RB Jacquizz Rodgers, Jr.: Rodgers has indicated he plans to return because his brother, James, is likely to get a fifth year via medical hardship because of a knee injury this past season. But Beavers fans are rooting for it to be Jan. 18.
WR James Rodgers, Sr.: It's likely the Rodgers are a package deal: Both stay or both go.
QB Andrew Luck, RSo.: If he enters the draft, he's almost certain to be the No. 1 overall pick. More than a few folks, however, believe he's seriously considering a return for his junior year, particularly if coach Jim Harbaugh remains at Stanford. We'll see.
LB Akeem Ayers, Jr.: Odds are that Ayers will enter the draft. A likely first-round pick.
FS Rahim Moore, Jr.: Odds are that Moore will enter the draft. A likely first-round pick.
DL Armond Armstead, Jr: Armstead has said he plans to return. He should. A healthy season could send his stock skyrocketing.
CB Brandon Burton, Jr.: Burton, second-team All Mountain West, is No. 5 on Kiper's list of junior corners. He's definitely on the NFL radar.
OT Tony Bergstrom, Jr.: It would make sense for the second-team All Mountain West player to return for his senior year.

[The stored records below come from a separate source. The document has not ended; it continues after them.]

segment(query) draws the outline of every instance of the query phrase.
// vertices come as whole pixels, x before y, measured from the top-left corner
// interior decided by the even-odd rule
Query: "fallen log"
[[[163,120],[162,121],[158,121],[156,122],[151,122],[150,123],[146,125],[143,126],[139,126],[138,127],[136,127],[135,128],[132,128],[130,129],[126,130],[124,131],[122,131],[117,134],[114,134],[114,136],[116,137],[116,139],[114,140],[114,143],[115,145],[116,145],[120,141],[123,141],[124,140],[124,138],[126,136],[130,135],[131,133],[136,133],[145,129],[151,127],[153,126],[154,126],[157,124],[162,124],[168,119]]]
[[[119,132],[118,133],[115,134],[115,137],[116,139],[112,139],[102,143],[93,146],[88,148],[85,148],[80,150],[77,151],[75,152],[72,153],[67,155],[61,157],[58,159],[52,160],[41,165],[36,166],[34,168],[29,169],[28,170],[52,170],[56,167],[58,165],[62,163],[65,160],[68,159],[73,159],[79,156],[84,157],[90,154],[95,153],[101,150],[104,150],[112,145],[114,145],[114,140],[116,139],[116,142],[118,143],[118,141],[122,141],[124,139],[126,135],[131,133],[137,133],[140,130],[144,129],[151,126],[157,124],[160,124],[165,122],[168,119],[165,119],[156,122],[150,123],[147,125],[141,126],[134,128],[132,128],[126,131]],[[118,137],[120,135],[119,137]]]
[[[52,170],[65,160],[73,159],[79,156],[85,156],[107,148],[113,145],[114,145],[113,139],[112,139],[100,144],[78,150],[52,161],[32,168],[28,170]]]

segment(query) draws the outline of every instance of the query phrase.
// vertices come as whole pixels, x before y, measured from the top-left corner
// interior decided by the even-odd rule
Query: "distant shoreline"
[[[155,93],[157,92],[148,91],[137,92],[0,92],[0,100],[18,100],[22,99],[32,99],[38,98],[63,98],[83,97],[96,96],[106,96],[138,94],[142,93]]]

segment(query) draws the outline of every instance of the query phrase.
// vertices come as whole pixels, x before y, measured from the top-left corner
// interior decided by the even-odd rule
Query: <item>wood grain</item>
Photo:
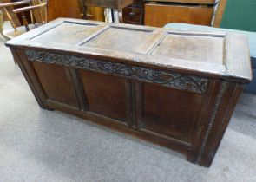
[[[174,149],[203,166],[252,80],[246,40],[235,34],[58,19],[6,45],[42,108]]]
[[[145,4],[147,26],[163,27],[168,23],[210,25],[213,8],[185,5]]]

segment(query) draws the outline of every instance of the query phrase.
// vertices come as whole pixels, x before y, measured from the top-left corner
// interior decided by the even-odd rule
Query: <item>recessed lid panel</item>
[[[110,27],[82,46],[137,52],[152,31]]]
[[[224,65],[224,38],[168,34],[152,55]]]
[[[92,34],[92,29],[97,26],[97,24],[93,23],[63,22],[30,40],[37,42],[68,43],[75,45],[81,40],[89,36]]]

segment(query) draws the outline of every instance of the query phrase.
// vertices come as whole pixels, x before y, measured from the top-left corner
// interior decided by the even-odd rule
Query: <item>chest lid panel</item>
[[[235,34],[173,31],[59,18],[7,42],[6,45],[243,82],[252,79],[246,39]]]

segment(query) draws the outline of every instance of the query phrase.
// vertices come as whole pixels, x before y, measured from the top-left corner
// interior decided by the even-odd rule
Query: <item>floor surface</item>
[[[256,181],[256,95],[243,94],[210,168],[40,109],[0,36],[0,182]]]

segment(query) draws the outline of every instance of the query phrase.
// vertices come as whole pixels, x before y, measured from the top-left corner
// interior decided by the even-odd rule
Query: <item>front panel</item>
[[[80,73],[89,110],[126,121],[125,79],[91,71],[81,70]]]
[[[143,84],[141,129],[192,143],[202,95]]]

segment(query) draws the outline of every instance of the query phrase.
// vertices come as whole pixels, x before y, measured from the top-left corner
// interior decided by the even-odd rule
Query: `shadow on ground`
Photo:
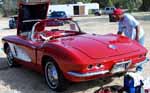
[[[82,83],[71,83],[68,90],[62,93],[86,92],[112,81],[111,78],[92,80]],[[51,91],[42,75],[24,67],[9,68],[6,58],[0,57],[0,85],[9,86],[10,90],[21,93],[56,93]],[[93,90],[94,92],[95,90]],[[87,92],[86,92],[87,93]]]

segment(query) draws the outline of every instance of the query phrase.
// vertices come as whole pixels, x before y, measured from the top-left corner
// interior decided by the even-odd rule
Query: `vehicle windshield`
[[[75,31],[80,32],[80,28],[75,21],[71,20],[55,20],[47,21],[45,30],[47,31]]]

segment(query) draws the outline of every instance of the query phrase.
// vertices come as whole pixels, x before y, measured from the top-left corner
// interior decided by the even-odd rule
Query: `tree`
[[[143,3],[139,9],[142,11],[149,11],[150,10],[150,0],[142,0],[142,1],[143,1]]]

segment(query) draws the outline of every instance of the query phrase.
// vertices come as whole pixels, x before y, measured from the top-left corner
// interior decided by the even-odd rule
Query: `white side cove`
[[[18,47],[13,43],[9,43],[9,46],[14,57],[26,62],[31,62],[31,58],[25,50],[23,50],[22,48]]]

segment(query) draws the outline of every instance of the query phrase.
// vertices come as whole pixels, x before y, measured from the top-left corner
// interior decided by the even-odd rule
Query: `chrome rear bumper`
[[[144,61],[135,64],[135,66],[142,65],[148,61],[150,61],[150,59],[146,58]],[[104,75],[107,73],[110,73],[110,70],[104,70],[104,71],[98,71],[98,72],[89,72],[89,73],[67,72],[67,74],[74,76],[74,77],[91,77],[91,76],[96,76],[96,75]]]
[[[108,73],[109,70],[104,71],[98,71],[98,72],[89,72],[89,73],[76,73],[76,72],[68,72],[69,75],[75,76],[75,77],[90,77],[90,76],[96,76],[96,75],[102,75]]]
[[[141,62],[135,64],[135,66],[142,65],[142,64],[144,64],[144,63],[147,63],[148,61],[150,61],[150,58],[146,58],[144,61],[141,61]]]

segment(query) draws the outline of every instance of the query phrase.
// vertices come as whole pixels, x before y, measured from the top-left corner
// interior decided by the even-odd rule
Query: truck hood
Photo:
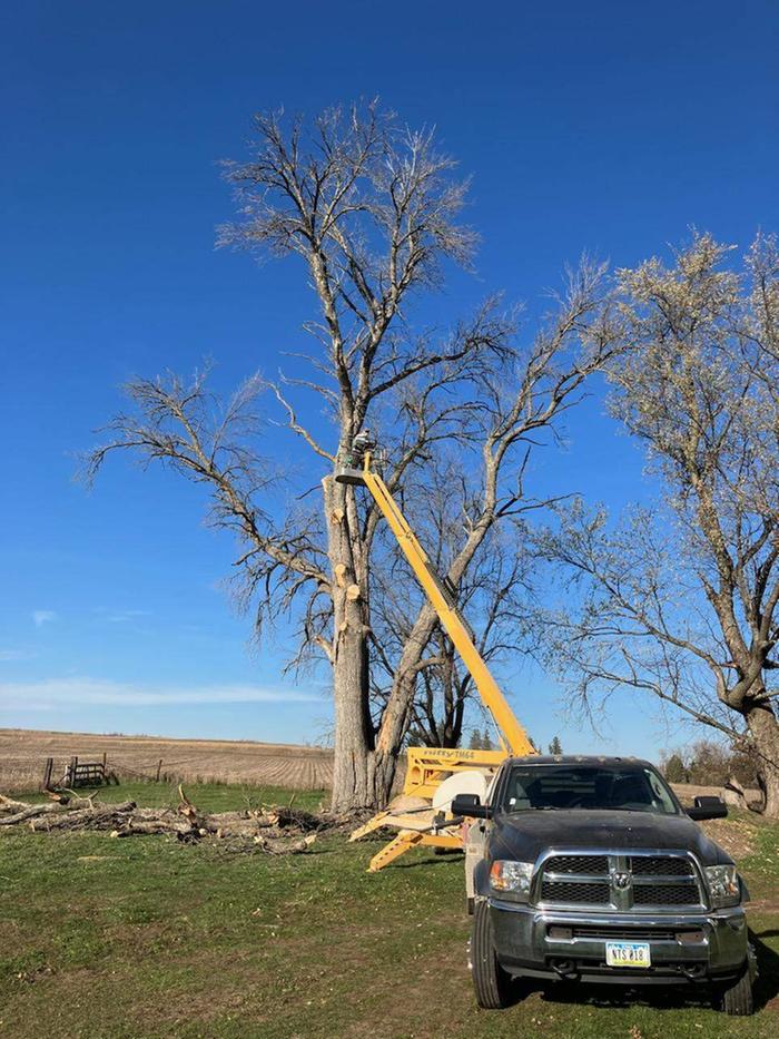
[[[491,859],[534,862],[548,849],[690,851],[701,865],[731,863],[686,815],[653,812],[529,811],[499,814],[490,837]]]

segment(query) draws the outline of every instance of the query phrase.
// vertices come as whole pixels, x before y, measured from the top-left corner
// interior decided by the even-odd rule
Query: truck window
[[[676,815],[673,795],[662,778],[641,766],[517,765],[503,798],[506,812],[553,810],[660,812]]]

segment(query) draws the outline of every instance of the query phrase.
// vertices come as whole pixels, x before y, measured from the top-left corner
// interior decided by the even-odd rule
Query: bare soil
[[[324,747],[0,728],[0,791],[40,786],[47,757],[53,757],[53,776],[59,780],[71,757],[100,761],[103,754],[108,768],[120,777],[154,778],[161,759],[160,776],[186,782],[289,790],[325,790],[333,782],[333,752]]]

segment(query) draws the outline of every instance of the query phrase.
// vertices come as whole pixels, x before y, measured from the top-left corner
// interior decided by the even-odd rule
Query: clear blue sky
[[[282,679],[285,631],[248,649],[194,489],[125,460],[91,494],[71,479],[129,375],[211,355],[227,388],[302,342],[299,268],[213,247],[216,163],[254,111],[379,95],[435,124],[484,242],[445,323],[495,287],[538,297],[584,248],[623,265],[690,224],[779,229],[777,55],[773,0],[3,4],[0,726],[300,741],[329,716],[325,676]],[[647,492],[598,400],[569,439],[539,483],[613,509]],[[599,744],[542,676],[509,680],[544,742],[665,738],[624,703]]]

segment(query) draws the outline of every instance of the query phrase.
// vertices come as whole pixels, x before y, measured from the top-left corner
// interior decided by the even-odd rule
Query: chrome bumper
[[[707,981],[739,974],[748,962],[747,920],[742,906],[700,913],[579,913],[536,909],[499,899],[487,900],[495,935],[495,952],[510,973],[529,977],[576,978],[643,984],[671,981]],[[596,927],[619,930],[617,940],[630,940],[625,932],[639,930],[635,940],[650,944],[652,966],[648,970],[615,969],[605,966],[607,938],[575,937],[552,939],[550,927]],[[699,929],[700,940],[679,941],[653,929],[686,931]]]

WR Jermaine Kearse, Jr.: Kearse is highly productive but dropped a few too many balls this year. While he'd benefit from another year, he might be worried about the Huskies breaking in a new quarterback.
RB Chris Polk, RSo: Polk eclipsed the 1,000-yard mark for a second consecutive season. He's admitted that entering the draft is a possibility.
DT Brandon Rankin, Jr.: It would be wise for Rankin to return for his senior season.